2. L'article R. 772-6 du même code, en ce qui concerne les contentieux sociaux, dispose enfin que : " Une requête de première instance ne peut être rejetée pour défaut ou pour insuffisance de motivation, notamment en application du 7° de l'article R. 222-1, qu'après que le requérant a été informé du rôle du juge administratif et de la nécessité de lui soumettre une argumentation propre à établir que la décision attaquée méconnaît ses droits et de lui transmettre, à cet effet, toutes les pièces justificatives utiles. S'il y a lieu, le requérant est ainsi invité à régulariser sa requête dans le délai qui lui est imparti et dont le terme peut être fixé au-delà de l'expiration du délai de recours. Il est informé qu'à défaut de régularisation les conclusions pourront être rejetées comme irrecevables dès l'expiration du délai imparti qui, sauf urgence, ne peut être inférieur à quinze jours. La demande de régularisation tient lieu de l'information prévue à l'article R. 611-7. ".
3. Dans sa requête, Mme B conteste la décision du 6 février 2024 par laquelle le directeur de la caisse d'allocations familiales du Pas-de-Calais a décidé de lui accorder une remise partielle, à hauteur de 1 345,81 euros, de sa dette d'aide personnalisée au logement, s'élevant à 2 691,62 euros à la date de la décision prise sur la demande de remise gracieuse. Sa requête se borne à souligner que la caisse d'allocations familiales n'a pas donné d'explication sur l'absence de droit à l'aide personnalisée au logement, pourtant accordée quelques mois auparavant. Aucune disposition ne prévoit cependant une remise de plein droit du seul fait, d'ailleurs reconnu par la caisse dans sa décision, que le trop-perçu résulte du versement erroné d'une allocation. L'insuffisance de motivation de la décision prise sur une demande de remise, qui est un vice propre de cette décision, est en outre sans incidence sur le bien-fondé de cette décision. La requête ne comporte donc que des moyens inopérants, c'est-à-dire non susceptibles de conduire à une remise supplémentaire à celle déjà accordée. La requérante a donc été invitée, par un courrier en date du 12 mars 2024 par l'intermédiaire de l'application Télérecours, dont elle est réputée avoir reçu communication le 12 mars 2024 à 13 h 36, date certifiée par l'accusé-réception délivré par l'application Télérecours, à régulariser sa requête dans un délai de quinze jours en retournant un formulaire pré-rempli lui permettant d'indiquer au tribunal l'objet de sa demande et de lui soumettre une argumentation propre à établir que la décision qu'elle entend attaquer méconnaît ses droits. Le motif invoqué par Mme B dans le formulaire enregistré le 18 mars 2024 est inopérant. En effet, la circonstance que la cause d'un indu n'a pas été suffisamment expliquée par la caisse d'allocations familiales ne suffit pas à dispenser de rembourser cet indu. Ce courrier comportait également la mention suivant laquelle la requête pourra être rejetée comme irrecevable pour défaut ou insuffisance de motivation si la régularisation n'est pas effectuée dans le délai imparti. La requérante n'a toutefois pas régularisé sa requête dans le délai. Par suite, la requête doit être regardée comme insuffisamment motivée et rejetée en application du 7° de l'article R. 222-1 du code de justice administrative.
O R D O N N E :
Article 1er : La requête de Mme B est rejetée.

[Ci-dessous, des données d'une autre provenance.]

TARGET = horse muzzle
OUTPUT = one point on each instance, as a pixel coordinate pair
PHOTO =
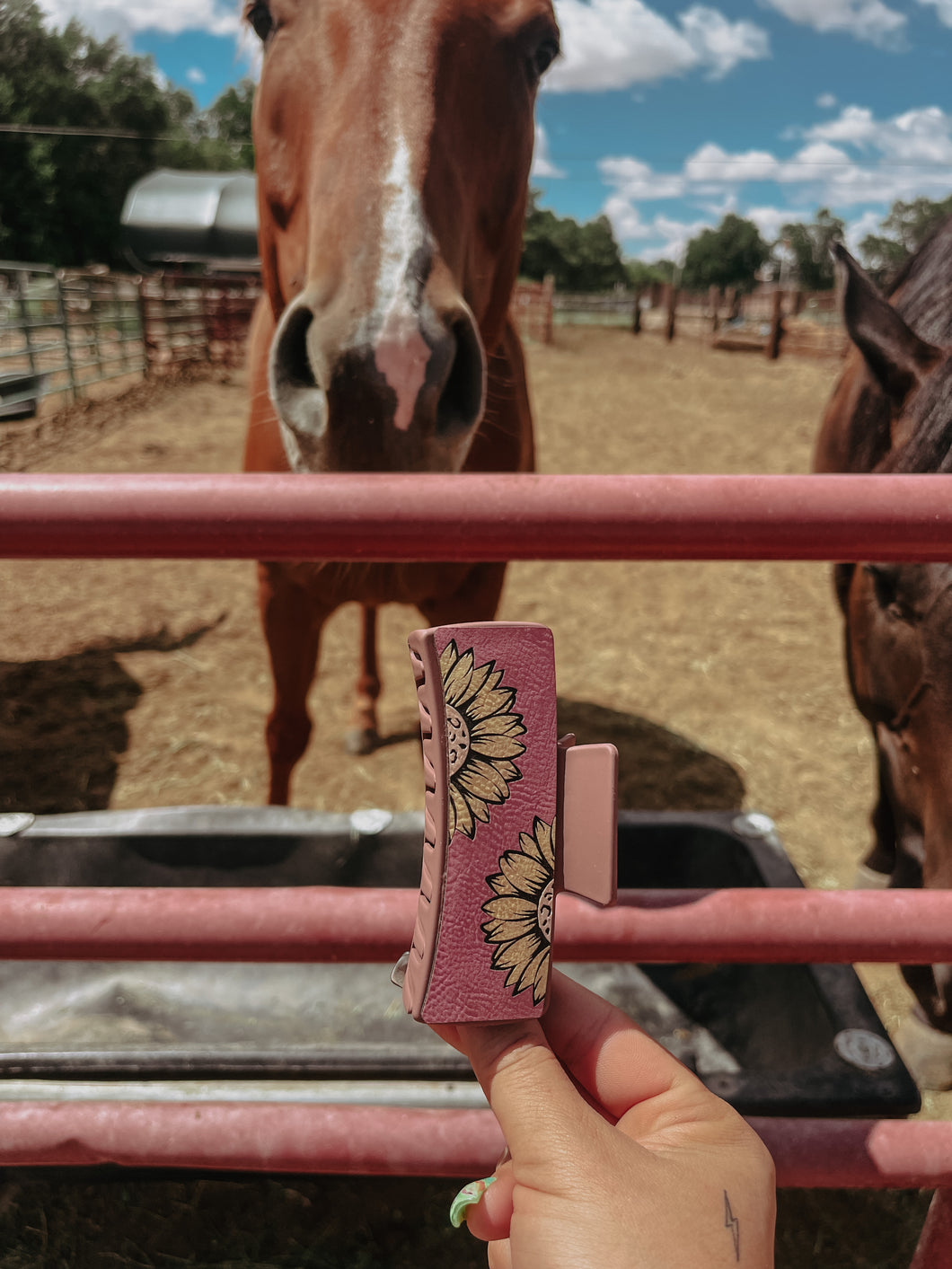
(404, 391)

Article 2 : La présente ordonnance sera notifiée à Mme C B.
Copie en sera adressée, pour information, à la caisse d'allocations familiales du Pas-de-Calais.
Lille, le 10 avril 2024.
Le président,
signé
J.M. A.
La République mande et ordonne au préfet du Pas-de-Calais en ce qui le concerne ou à tous commissaires de justice à ce requis en ce qui concerne les voies de droit commun contre les parties privées de pourvoir à l'exécution de la présente ordonnance.